English
Restricting kernels and then taking compProd equals restricting the compProd to the product of the restrictions.
Русский
Ограничение ядер и затем произведение композицией эквивалентно ограничению полученного компProd до произведения ограничений.
LaTeX
$$$$ \mathrm{restrict}(\kappa, hs) \otimes_k \mathrm{restrict}(\eta, ht) = \mathrm{restrict}(\kappa \otimes_k \eta, hs \times ht). $$$$
Lean4
theorem compProd_restrict {s : Set β} {t : Set γ} (hs : MeasurableSet s) (ht : MeasurableSet t) :
Kernel.restrict κ hs ⊗ₖ Kernel.restrict η ht = Kernel.restrict (κ ⊗ₖ η) (hs.prod ht) :=
by
ext a u hu
rw [compProd_apply hu, restrict_apply' _ _ _ hu, compProd_apply (hu.inter (hs.prod ht))]

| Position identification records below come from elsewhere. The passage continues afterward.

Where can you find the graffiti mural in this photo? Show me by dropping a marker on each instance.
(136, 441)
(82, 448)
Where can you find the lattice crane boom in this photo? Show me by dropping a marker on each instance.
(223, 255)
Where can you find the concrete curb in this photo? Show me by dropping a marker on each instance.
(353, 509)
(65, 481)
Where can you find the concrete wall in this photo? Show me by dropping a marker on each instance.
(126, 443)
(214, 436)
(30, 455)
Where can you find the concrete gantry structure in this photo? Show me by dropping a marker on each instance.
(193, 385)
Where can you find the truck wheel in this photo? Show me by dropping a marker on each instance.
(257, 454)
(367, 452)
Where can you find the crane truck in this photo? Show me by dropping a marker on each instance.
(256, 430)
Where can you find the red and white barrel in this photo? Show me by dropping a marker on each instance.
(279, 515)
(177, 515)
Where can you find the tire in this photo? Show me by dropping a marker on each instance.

simp only [restrict_apply, Set.preimage, Measure.restrict_apply' ht, Set.mem_inter_iff, Set.mem_prod]
have (b : _) :
η (a, b) {c : γ | (b, c) ∈ u ∧ b ∈ s ∧ c ∈ t} = s.indicator (fun b => η (a, b) ({c : γ | (b, c) ∈ u} ∩ t)) b := by
classical
rw [Set.indicator_apply]
split_ifs with h
· simp only [h, true_and, Set.inter_def, Set.mem_setOf]
· simp only [h, false_and, and_false, Set.setOf_false, measure_empty]
simp_rw [this]
rw [lintegral_indicator hs]